Les exigences de Discord pour la création d'un mot de passe ont aussi été jugées insuffisantes. En effet, la plateforme ne demandait qu'un mot de passe de minimum 6 caractères incluant des lettres et des chiffres. Or, si on se base sur l'article 31 du RGPD, ce n'est pas assez fort ni contraignant pour garantir la sécurité des comptes des utilisateurs. Là encore, la société a pris des mesures. Elle exige maintenant un mot de passe de 8 caractères minimum avec au moins trois des quatre catégories de caractères – minuscules, majuscules, chiffres et caractères spéciaux. En plus, après dix tentatives infructueuses pour se connecter, elle demande la résolution d'un captcha, via une case à cocher – pour prouver qu'il ne s'agit pas d'un robot – ou d'une sélection d'images – comme cliquer sur toutes les images montrant un lion. Enfin, la firme n'avait jamais réalisé d'analyse d'impact relative à la protection des données, jugeant tout simplement que ce n'était pas nécessaire. Or, comme l'indique l'article 35 du RGPD, elle aurait dû procéder à une telle analyse d'impact, compte tenu du volume de données traitées et de l'utilisation de ses services par des mineurs. Elle a donc réalisé non pas une, mais deux analyses d'impact, qui ont conclu que le traitement de données opéré par Discord n'est pas susceptible d'engendrer un risque élevé pour les droits et libertés des personnes. Ouf !

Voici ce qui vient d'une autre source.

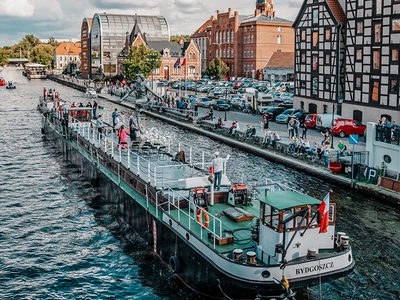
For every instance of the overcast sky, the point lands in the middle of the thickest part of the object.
(62, 19)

Finalement, il s'agissait plus de manquements et d'erreurs de la part de l'entreprise que d'une véritable volonté de nuire et de se jouer des utilisateurs. La CNIL a décidé d'une amende à la fois dissuasive et proportionnée, en prenant en compte les revenus de l'entreprise, la nature de son activité, la gravité, la nature et la durée de la violation, les mesures prises pour tout corriger, ainsi que le degré de coopération avec l'autorité de contrôle et les catégories de données à caractère personnel concernées par la violation. Elle souligne la bonne volonté de Discord Inc. et sa coopération avec les différents services, et le fait que son modèle d'affaires ne soit pas fondé sur l'exploitation des données personnelles de ses utilisateurs. C'est pourquoi elle a atténué la sentence, avec une amende plutôt modérée.